Unsaying Life Stories: The Self-Representational Art of Shirin Neshat and Ghazel
by Aphrodite Désirée
Navab
What connects the two artists in Figures 1 and 2 across time and place?
(See pages 40 and 41.) The protagonists seem to be so "at home" in their
landscape that they do not stand out as disruptions to a cultural rhythm.
They are wearing clothing that symbolizes Iran, and they are in an environment
that evokes Iranian art and architecture. In Figure 1, a scene in Shirin
Neshat's video Soliloquy (1999), a woman stands near the kind of dome
one often sees in Islamic architecture; the compatibility of the curved
and the straight lines is striking. The woman is washing herself, possibly
in preparation for prayer. Her hands are artistically dyed with henna.
Her eyes are closed as the water runs down her face. She seems to be unaware
of the camera, involved in a private moment, a purification ritual perhaps.

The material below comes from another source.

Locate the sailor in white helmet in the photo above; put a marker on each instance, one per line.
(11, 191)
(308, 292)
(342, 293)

Her clothing, her hands, and the architectural background are all consistent
with familiar images of the Middle East. The woman marching in a black
chador in a video still by Ghazel (Figure 2) also seems to be quite "at
home." The text underneath the image says that both her grandfathers were
colonels. This "bothness" is repeated by the text written underneath the
image, which appears both in English and in French. She marches to the
right of the frame with the straight posture and hint of pants and boots
characteristic of a soldier. Like the protagonist in Neshat's video, she
neither looks at the camera nor seems to care that it is there. She seems
to be re-enacting a private moment of family history.